Внутренняя неудовлетворенность собой, всем окружающим - такой жизнью Август Эрнестович живет скоро два года - достигла особенной остроты.
Август Эрнестович понимает, что человек в водовороте войны себе не хозяин, его бросает, носит, как сухую листву на ветру. Даже у него, бургомистра, фактически нет никакой власти. Он хотел, чтоб люди жили мирно, тихо, а льются реки крови, старался, чтоб не было голодных, разутых, раздетых, а район жгут, уничтожают все дочиста. Его друзья-приятели по несчастью, собравшиеся теперь в его доме, всего не знают, он знает больше. В районе было шестьдесят деревень и сел. Хорошо, если останется хоть несколько. За прошлый и нынешний год сожжено, расстреляно самое малое пять тысяч - четвертая часть всего населения. В одних Кобылковичах - селе, за которое он не боялся, так как оно лежало вдоль шоссе, немцы там ежедневно бывали, - сгорело вчера более тысячи... Кто и когда такое простит? Пройдет двадцать, тридцать лет, пока поднимутся сожженные села, а мертвых никто не подымет.
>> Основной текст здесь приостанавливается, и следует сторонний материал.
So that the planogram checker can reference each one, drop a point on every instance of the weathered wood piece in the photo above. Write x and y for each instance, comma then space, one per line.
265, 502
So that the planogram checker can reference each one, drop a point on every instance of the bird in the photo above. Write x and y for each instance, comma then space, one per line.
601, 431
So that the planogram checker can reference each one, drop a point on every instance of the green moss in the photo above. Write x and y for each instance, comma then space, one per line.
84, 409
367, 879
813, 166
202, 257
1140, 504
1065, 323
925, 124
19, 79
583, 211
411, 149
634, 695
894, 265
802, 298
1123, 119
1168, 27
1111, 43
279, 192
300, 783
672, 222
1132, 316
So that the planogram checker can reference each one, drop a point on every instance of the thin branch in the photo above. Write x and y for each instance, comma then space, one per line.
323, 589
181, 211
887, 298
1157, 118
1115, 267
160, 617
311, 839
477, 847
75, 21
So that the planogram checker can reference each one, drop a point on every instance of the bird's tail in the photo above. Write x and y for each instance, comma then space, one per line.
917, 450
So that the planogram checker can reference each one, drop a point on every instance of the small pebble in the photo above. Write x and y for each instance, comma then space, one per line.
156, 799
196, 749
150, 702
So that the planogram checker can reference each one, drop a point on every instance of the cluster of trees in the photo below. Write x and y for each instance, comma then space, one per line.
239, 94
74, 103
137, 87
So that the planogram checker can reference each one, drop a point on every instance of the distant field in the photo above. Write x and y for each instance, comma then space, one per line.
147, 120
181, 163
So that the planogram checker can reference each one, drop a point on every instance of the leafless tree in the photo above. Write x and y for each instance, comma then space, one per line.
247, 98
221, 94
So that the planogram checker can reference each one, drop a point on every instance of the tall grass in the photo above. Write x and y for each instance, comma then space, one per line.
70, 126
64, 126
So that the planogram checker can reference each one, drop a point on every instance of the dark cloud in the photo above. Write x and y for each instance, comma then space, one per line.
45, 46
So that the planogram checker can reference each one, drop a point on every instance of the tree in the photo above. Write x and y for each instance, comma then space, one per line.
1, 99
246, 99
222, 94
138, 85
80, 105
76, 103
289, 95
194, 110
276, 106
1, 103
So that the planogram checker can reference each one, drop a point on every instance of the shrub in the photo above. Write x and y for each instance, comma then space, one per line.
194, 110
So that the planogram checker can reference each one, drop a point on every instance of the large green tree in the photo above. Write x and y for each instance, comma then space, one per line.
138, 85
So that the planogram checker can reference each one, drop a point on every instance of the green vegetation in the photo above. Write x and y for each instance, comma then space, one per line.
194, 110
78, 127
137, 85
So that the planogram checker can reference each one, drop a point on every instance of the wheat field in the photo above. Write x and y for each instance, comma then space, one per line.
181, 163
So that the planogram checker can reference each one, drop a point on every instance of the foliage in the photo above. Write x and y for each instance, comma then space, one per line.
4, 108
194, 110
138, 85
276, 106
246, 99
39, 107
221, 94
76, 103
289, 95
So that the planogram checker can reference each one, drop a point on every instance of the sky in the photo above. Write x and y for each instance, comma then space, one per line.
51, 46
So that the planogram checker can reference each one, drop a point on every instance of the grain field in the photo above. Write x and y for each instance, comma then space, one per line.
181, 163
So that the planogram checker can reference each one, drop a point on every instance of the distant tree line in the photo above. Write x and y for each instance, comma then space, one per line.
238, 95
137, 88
Фамилия его, Крамера, будет висеть над здешними людьми, даже над теми, кто придет в жизнь позже, как проклятье, им будут пугать детей. А разве он виноват? Разве не просил, не уговаривал, не доказывал, что в такой страшной войне нельзя играть с огнем. Немцы, должно быть, просто зацепку ищут. Хотят уничтожить народ.
Немцы проиграют войну. Теперь он, Крамер, в их победу не верит. Да и какой мир построят они, если даже удастся одолеть русских? Они хвалятся, что Россия отстала от Германии на сто лет, приводят в пример здешнее бездорожье, деревянные хаты, плохую одежду. Он лично считает, что Германия отстала в чем-то другом, более важном, чем дороги и хаты. Жечь детей, женщин, стариков русские ни при каких условиях - даже если бы летело в пропасть их государство - не будут. Он может подтвердить это под присягой. Каменная, застроенная заводами, городами Германия потеряла уважение к человеку. Но когда немцы будут отступать, он уйдет с ними. Другого выбора у него нет. Он - немец, над ним, как надо всеми немцами, висит проклятье...
Те, что собрались в Крамеровом доме, никогда не забудут взгляда, каким окидывает их в этот страшный день хозяин. Это глаза человека, который прощается с жизнью. Крамерово лицо смягчилось, на нем как бы лежит печать покоя, всепрощения, понимания всего, что происходит в безумном, охваченном войной мире. Запавшие от бессонницы глаза излучают доброту и в то же время светится в них неизмеримая тоска.
Бургомистр достает из шкафа графин с настойкой, приносит стаканы, вилки, тарелку с мелко нарезанными кусочками сухой колбасы.